THE STORM IS UP, AND ALL IS ON THE HAZARD: IMPLICATIONS OF EXTREME STORM DEPOSITS IN THE BAHAMAS DURING THE LAST INTERGLACIAL
On northern Eleuthera (Licrish Hill and Airport Junction), lowland dunes were repeatedly run over by storm waves and reworked into storm-beach ridges with abundant tabular, fenestrae-rich beds, and only minor remnants of eolian cross-beds and root structures. At moderate elevations and inland localities (Two Pines and Tarpum Bay, Eleuthera; Watling’s Castle, San Salvador; Turtle Cove, Providenciales), wave run up formed discrete packages of fenestral beds within the dunes, often associated with scour and rip-ups. Within the highest and most distal dune ridges (Annie Bight and Savannah Sound, Eleuthera; Turtle Cove, Providenciales), storm wave energy ran out, leaving thin, discontinuous, fenestral porosity in the seaward-dipping backsets.
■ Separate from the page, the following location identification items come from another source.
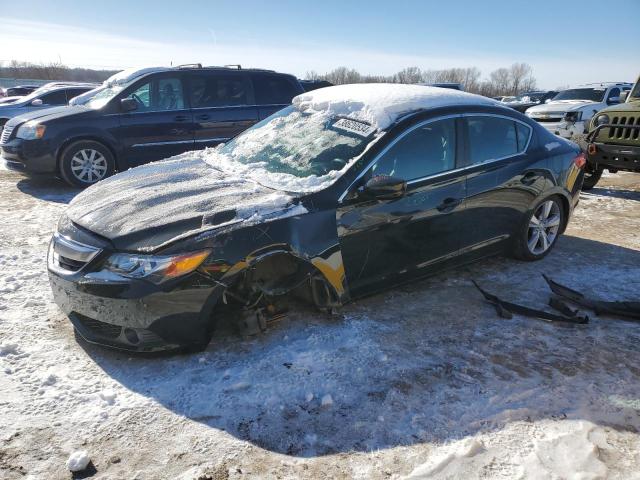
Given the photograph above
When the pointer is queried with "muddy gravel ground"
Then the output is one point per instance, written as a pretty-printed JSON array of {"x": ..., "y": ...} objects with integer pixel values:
[{"x": 424, "y": 381}]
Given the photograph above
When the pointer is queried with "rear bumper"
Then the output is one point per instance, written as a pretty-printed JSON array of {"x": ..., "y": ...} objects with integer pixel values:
[
  {"x": 33, "y": 156},
  {"x": 619, "y": 157}
]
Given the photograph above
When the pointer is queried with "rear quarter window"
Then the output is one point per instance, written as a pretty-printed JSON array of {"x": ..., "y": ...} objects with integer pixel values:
[{"x": 274, "y": 89}]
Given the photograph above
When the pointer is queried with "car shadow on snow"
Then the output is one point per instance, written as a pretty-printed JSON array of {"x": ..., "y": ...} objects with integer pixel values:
[
  {"x": 47, "y": 188},
  {"x": 421, "y": 363}
]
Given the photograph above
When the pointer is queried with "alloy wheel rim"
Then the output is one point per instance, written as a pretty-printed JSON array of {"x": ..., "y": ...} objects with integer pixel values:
[
  {"x": 543, "y": 227},
  {"x": 88, "y": 165}
]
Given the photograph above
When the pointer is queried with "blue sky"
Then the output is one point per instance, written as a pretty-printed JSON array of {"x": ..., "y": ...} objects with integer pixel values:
[{"x": 565, "y": 41}]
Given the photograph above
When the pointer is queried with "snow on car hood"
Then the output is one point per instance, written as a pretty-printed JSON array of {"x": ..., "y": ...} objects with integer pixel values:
[
  {"x": 146, "y": 207},
  {"x": 382, "y": 104}
]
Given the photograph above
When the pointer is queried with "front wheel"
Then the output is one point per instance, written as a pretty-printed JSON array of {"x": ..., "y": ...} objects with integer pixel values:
[
  {"x": 541, "y": 230},
  {"x": 591, "y": 177},
  {"x": 86, "y": 162}
]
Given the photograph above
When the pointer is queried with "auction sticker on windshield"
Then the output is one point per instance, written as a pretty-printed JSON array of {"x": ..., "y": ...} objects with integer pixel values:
[{"x": 353, "y": 126}]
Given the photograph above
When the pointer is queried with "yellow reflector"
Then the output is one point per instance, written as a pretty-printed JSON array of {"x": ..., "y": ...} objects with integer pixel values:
[{"x": 185, "y": 263}]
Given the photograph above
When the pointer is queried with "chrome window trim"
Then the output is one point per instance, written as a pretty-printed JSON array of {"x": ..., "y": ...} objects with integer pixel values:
[
  {"x": 157, "y": 144},
  {"x": 447, "y": 172}
]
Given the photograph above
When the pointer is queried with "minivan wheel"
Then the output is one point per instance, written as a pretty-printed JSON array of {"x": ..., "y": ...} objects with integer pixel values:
[
  {"x": 86, "y": 162},
  {"x": 540, "y": 230},
  {"x": 591, "y": 177}
]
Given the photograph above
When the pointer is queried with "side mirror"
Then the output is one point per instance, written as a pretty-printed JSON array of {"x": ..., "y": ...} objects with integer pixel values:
[
  {"x": 385, "y": 187},
  {"x": 128, "y": 104}
]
Several factors point to a storm wave origin for MIS 5e eolian fenestrae: Eleuthera, San Salvador, and Providenciales are all situated on the Atlantic margin, where they are fully exposed to hurricanes; the fenestrae beds occur in separate horizons, indicating repeated inundation by multiple events; and, the character of fenestral bedding changes with increasing elevation and distance from shore, as does the abundance and geometry of individual fenestral pores. Finally, other workers have also implicated extreme storms during the last interglacial, in the emplacement of massive wave-tossed boulders along the cliffs of north Eleuthera. Taken together, this record of extreme storms in the Bahamas is sobering, and serves as a cautionary tale for the present interglacial.